Wireless carriers are coming under increasing fire for failing to protect their users from the practice of SIM hijacking. The practice involves posing as a wireless customer, then fooling a wireless carrier to port the victim's cell phone number right out from underneath them, letting the attacker then pose as the customer to potentially devastating effect. Back in February, a man sued T-Mobile for failing to protect his account after a hacker pretending to be him, ported out his phone number, then managed to use his identity to steal thousands of dollars worth of cryptocoins.
It didn't take long for numerous customers to complain they were the victim of the same scam, and for T-Mobile to send out a warning to users encouring them to add a few layers of additional security to their account.
But the problem appears to be even worse than originally believed. A new report takes a closer look at the problem, exploring how identity thieves use SIM hijacking to do everything from cleaning out bank accounts, to stealing valuable Instagram usernames and selling them for Bitcoin. The process isn't particularly complicated, and more often than not involves the social engineering of a cellular carrier's support employees. The entire process tap dances around protections like two-factor authentication, and highlights the peril of relying too heavily on a single cell phone number for identity verification in apps and other services.

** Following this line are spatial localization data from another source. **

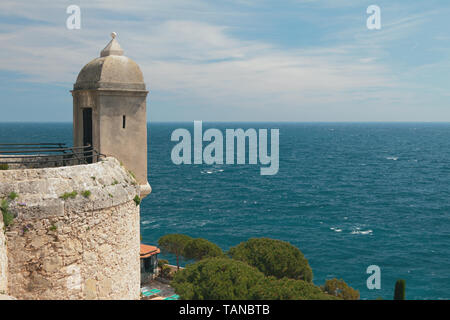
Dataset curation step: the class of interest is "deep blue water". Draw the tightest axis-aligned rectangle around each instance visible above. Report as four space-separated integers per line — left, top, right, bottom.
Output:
1 122 449 300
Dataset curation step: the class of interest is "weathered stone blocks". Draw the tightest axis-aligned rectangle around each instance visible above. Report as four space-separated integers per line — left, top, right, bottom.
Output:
0 157 141 299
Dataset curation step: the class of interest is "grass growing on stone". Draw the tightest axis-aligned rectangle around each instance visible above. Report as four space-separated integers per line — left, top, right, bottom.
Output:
1 199 14 227
8 192 19 201
81 190 91 198
112 179 119 185
0 163 8 170
49 224 57 232
128 171 138 186
133 195 141 206
59 191 78 200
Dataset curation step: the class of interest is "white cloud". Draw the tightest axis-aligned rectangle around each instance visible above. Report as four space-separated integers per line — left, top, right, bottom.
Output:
0 0 447 121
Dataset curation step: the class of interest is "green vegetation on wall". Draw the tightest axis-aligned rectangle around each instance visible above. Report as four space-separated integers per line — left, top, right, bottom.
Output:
59 191 78 200
133 195 141 206
1 192 19 228
81 190 91 198
8 192 18 201
1 199 14 228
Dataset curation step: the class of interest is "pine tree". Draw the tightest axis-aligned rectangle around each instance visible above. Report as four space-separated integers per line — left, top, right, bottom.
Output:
394 279 406 300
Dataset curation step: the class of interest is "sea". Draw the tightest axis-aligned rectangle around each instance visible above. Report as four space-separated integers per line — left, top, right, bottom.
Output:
1 122 449 300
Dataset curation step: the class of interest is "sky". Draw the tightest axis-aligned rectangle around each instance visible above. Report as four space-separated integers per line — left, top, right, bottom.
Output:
0 0 449 122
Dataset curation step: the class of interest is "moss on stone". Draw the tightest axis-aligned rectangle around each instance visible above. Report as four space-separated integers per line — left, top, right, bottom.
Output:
59 191 78 200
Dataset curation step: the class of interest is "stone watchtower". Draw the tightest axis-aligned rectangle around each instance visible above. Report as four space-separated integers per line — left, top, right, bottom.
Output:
72 33 151 197
0 33 148 300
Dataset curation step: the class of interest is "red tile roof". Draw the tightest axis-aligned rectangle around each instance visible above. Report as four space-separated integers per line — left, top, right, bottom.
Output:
140 244 160 259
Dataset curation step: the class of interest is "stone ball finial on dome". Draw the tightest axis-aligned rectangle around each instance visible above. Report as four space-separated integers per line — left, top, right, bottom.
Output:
101 32 124 57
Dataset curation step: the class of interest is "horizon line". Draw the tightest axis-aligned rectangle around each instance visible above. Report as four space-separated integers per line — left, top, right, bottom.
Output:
2 121 450 124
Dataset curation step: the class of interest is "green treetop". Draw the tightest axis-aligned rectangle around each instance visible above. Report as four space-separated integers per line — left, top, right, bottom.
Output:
251 277 338 300
228 238 313 282
184 238 224 261
158 234 192 270
171 257 266 300
321 278 360 300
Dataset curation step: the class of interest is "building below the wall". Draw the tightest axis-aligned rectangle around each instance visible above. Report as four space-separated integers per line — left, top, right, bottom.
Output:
140 244 160 285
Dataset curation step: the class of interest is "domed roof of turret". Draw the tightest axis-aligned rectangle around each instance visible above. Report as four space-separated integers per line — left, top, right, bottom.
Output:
74 33 146 91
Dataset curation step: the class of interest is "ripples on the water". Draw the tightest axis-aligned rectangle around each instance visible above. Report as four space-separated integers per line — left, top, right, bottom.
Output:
1 122 449 300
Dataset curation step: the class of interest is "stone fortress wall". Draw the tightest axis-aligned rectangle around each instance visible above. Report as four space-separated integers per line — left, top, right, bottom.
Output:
0 213 7 295
0 157 141 299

Carriers, for their part, don't much like to publicly talk about the problem. In part because it's occasionally their employees that are helping to facilitate the scams for a little extra cash:
"Thug and Ace explained that many hackers now recruit customer support or store employees who work at T-Mobile and other carriers and bribe them $80 or $100 to perform a SIM swap on their target. Thug claimed they got access to the T-Mobile tool by bribing an insider, but Motherboard could not verify this claim. T-Mobile declined to answer questions on whether the company had any evidence of insiders being involved in SIM swap scams."
Quite often, those cellular carrier employees are more than happy to provide hackers with direct access to cellular carrier support systems:
"(One hacker) said they do SIM swaps by using an internal T-Mobile tool to look up subscribers’ data. During our chat, the hacker showed me a screenshot of them browsing the tool. I gave (the hacker) my phone number as a test, and the hacker sent back a screenshot that contained my home address, IMSI number (a standardized unique number that identifies subscribers), and other theoretically secret account information. Thug even saw the special instructions that I gave T-Mobile to protect my account.

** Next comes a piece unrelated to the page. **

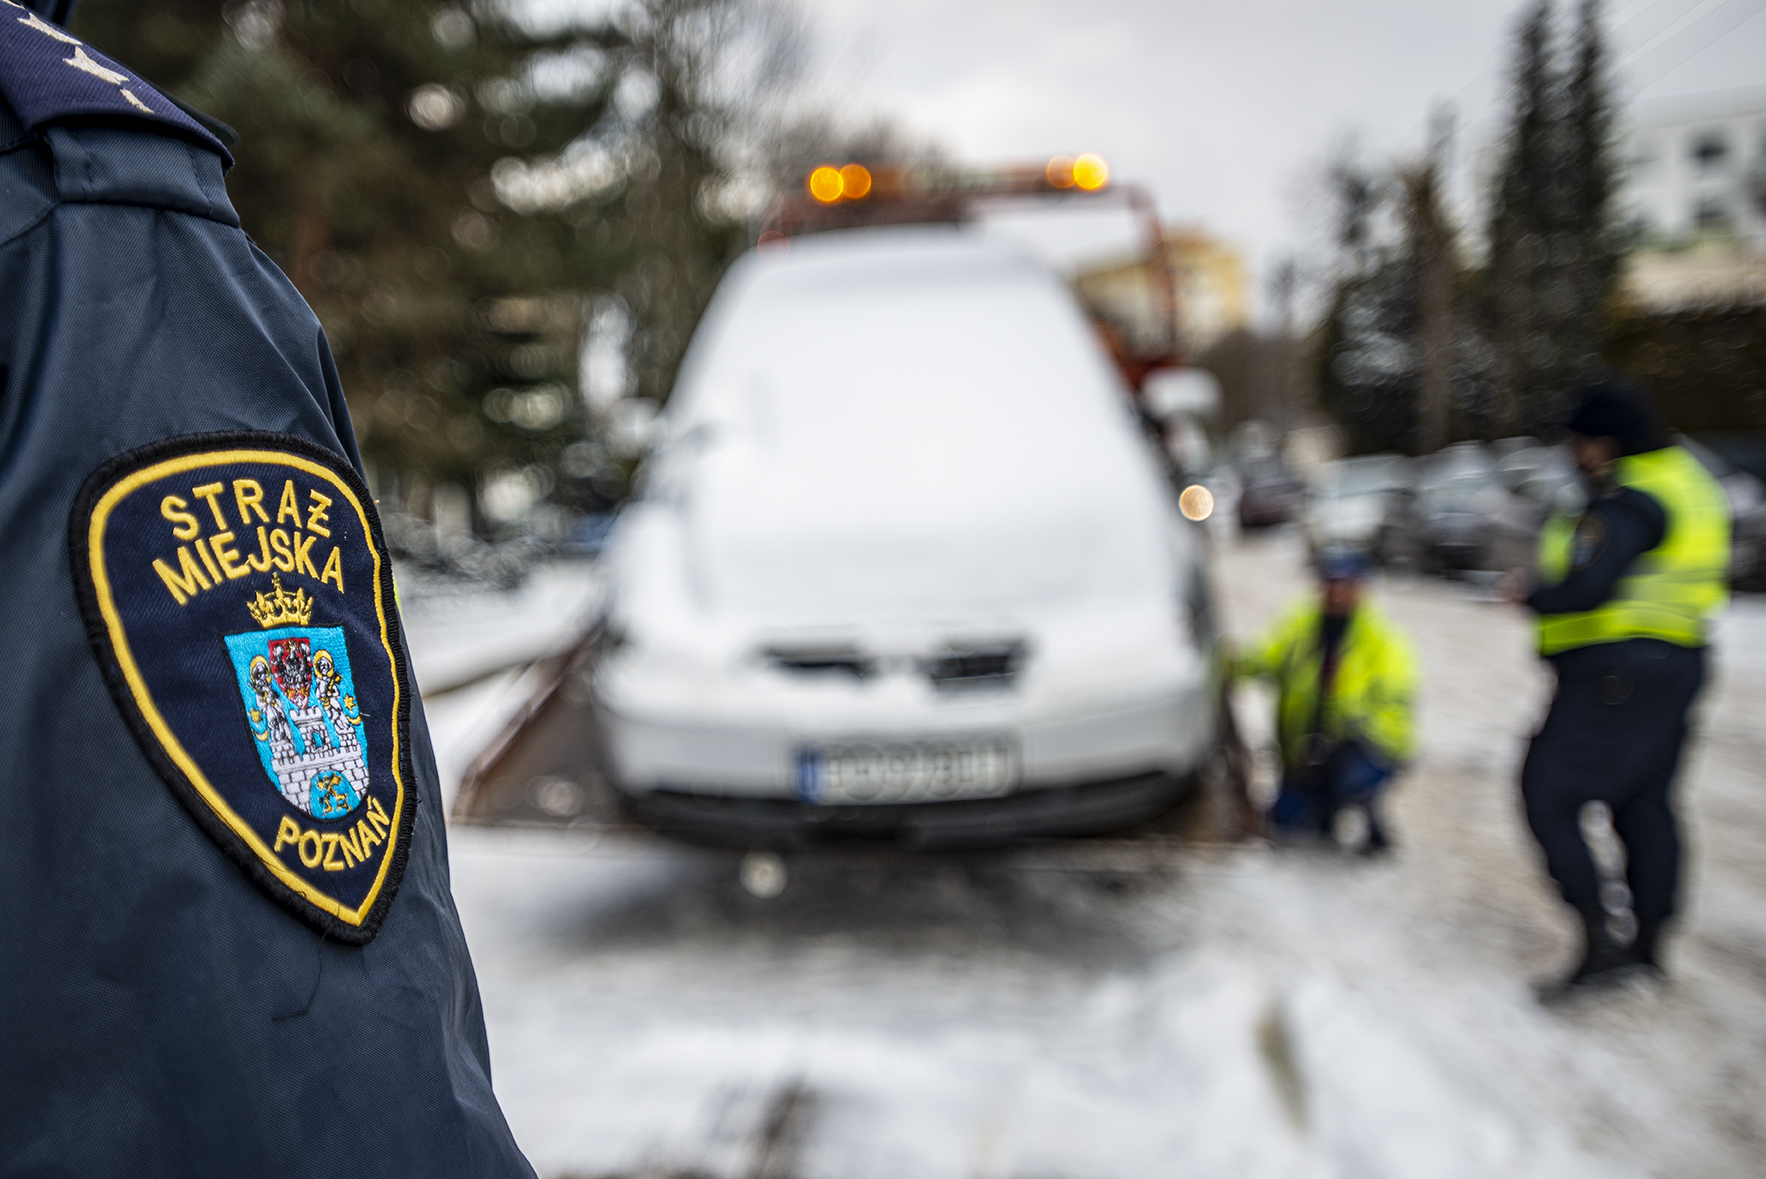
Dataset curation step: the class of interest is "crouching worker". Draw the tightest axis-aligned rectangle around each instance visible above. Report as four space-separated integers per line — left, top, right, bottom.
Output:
1233 547 1418 851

As is their usual MO, wireless carriers don't much want to have a serious conversation about the problem, and often insist that it's only impacting a few, rare accounts (in stark contrast to the laundry list of increasing complaints seen over the last few years):
"Motherboard reached out to AT&T, Verizon, Sprint, and T-Mobile—the big four US cell phone providers—requesting data on the prevalence of SIM swapping. None of them agreed to provide such information. An AT&T spokesperson said this kind of fraud “affects a small number of our customers and this is rare for us,” but did not respond when asked to clarify what “small number” means.
There's some steps users can take, including changing passwords frequently. T-Mobile users can also, for example, call 611 from your cellphone (or 1-800-937-8997), then tell a support staffer that you want to create a “port validation” passcode. Still, like the SS7 exploit that has been in the wild for years, it's pretty clear that wireless carriers might want to spend a little less time on mindless mergers and consolidation, killing net neutrality, and jacking up prices, and a little more time protecting their customers from security threats.